Sunday, June 29, 2008

From "A Friar's Life:" Sent as Missionaries to the World

This is the homily from our assistant pastor, Fr. Tom for today's Mass. I think it's great.

Solemnity of Sts. Peter and Paul, June 29, 2008

"Today begins a historic chapter in the history of the Church: The Jubilee Year of St Paul. Pope Benedict has declared this a year dedicated to remembering this great saint as we commemorate the 2,000th anniversary of his birth. The pope calls every Catholic to get to know St. Paul better during this year. Why? Because he is simply an extraordinary example of what God can do when we cooperate with His plans.

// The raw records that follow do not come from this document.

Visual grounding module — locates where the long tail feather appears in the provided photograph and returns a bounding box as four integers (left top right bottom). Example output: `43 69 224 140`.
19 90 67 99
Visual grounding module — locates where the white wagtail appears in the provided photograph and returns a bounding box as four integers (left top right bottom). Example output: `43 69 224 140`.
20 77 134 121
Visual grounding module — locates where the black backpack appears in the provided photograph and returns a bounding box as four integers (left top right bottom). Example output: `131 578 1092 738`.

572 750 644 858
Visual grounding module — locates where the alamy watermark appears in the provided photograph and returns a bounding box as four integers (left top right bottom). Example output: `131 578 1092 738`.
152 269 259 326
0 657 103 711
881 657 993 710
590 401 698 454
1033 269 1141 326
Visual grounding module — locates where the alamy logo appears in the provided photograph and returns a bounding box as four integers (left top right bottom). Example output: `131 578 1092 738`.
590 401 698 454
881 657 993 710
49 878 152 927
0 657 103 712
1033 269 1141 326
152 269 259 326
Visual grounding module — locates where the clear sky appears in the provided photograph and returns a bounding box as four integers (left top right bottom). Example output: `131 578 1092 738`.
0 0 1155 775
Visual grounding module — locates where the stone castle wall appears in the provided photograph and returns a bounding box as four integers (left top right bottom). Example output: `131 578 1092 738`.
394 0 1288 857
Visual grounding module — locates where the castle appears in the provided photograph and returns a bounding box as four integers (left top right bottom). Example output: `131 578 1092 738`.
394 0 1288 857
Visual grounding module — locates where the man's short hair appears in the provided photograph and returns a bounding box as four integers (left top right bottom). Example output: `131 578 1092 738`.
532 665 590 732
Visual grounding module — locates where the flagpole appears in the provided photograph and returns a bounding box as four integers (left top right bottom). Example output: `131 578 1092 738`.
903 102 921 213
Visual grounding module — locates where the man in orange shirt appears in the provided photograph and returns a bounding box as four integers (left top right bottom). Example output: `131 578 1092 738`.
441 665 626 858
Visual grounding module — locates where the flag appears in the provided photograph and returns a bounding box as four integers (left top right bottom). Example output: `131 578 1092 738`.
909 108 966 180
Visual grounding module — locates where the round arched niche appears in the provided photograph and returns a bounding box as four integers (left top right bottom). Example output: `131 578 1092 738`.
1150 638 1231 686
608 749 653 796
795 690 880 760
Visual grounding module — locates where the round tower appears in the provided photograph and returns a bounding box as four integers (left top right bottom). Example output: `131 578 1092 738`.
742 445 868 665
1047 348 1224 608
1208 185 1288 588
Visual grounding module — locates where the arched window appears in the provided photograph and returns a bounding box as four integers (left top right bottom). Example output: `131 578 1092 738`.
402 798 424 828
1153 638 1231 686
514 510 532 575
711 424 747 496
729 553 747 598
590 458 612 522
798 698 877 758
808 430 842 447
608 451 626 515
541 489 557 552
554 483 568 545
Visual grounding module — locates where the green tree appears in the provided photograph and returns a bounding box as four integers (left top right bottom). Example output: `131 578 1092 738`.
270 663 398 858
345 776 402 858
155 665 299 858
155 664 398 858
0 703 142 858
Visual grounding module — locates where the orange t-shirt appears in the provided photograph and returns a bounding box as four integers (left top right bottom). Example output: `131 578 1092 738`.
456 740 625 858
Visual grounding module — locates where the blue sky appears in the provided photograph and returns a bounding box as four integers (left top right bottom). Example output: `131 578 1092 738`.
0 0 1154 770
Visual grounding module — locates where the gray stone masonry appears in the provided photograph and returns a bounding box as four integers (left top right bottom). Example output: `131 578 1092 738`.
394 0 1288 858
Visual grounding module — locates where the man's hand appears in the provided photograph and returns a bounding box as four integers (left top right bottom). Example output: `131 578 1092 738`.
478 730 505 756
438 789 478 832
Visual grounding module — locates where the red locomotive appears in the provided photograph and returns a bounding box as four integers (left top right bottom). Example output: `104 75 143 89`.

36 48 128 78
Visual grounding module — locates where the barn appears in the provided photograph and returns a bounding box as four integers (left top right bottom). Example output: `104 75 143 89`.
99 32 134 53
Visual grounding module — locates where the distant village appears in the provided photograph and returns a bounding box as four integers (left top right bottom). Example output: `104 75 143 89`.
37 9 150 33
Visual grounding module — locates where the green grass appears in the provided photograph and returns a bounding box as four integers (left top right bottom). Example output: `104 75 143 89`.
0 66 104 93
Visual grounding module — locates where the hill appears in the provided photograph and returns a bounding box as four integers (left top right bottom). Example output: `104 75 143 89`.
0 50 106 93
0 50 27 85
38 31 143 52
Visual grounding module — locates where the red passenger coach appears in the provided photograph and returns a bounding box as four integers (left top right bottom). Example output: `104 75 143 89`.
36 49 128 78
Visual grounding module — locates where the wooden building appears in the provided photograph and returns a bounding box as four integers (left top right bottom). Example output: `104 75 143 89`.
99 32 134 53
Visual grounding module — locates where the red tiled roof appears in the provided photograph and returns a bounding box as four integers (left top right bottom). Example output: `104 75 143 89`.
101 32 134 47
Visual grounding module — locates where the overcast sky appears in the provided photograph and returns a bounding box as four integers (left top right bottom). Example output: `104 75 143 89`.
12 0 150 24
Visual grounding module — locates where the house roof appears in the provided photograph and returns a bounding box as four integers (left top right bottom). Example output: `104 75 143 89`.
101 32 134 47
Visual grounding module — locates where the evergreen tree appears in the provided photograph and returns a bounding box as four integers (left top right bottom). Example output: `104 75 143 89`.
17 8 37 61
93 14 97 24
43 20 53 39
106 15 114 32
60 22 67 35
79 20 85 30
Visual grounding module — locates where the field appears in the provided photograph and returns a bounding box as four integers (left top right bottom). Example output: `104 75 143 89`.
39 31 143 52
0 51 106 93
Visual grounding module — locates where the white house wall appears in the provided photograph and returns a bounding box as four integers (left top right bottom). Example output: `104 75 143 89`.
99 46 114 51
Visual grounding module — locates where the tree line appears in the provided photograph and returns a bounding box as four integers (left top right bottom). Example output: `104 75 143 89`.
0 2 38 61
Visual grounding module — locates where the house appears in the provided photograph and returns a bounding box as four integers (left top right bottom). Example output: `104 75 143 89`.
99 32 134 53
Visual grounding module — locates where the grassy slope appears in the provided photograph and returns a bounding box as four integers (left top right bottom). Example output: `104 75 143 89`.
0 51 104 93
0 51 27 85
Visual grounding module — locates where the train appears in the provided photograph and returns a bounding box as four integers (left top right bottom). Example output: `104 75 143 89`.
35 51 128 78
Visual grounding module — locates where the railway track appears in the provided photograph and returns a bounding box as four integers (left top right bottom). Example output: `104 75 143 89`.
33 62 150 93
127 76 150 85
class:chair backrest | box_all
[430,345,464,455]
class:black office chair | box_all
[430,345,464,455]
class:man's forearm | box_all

Paul is a man of great transformation. Through the grace of God, he went from being a murderer of Christians to being a martyr for Christ. Paul was first a devout Jew bent on crushing this Christian movement. At the height of his violent campaign, Jesus appeared to Paul, while he was on his way to Damascus to arrest the Christians there. That encounter completely changed his life, and the course of his history and ours.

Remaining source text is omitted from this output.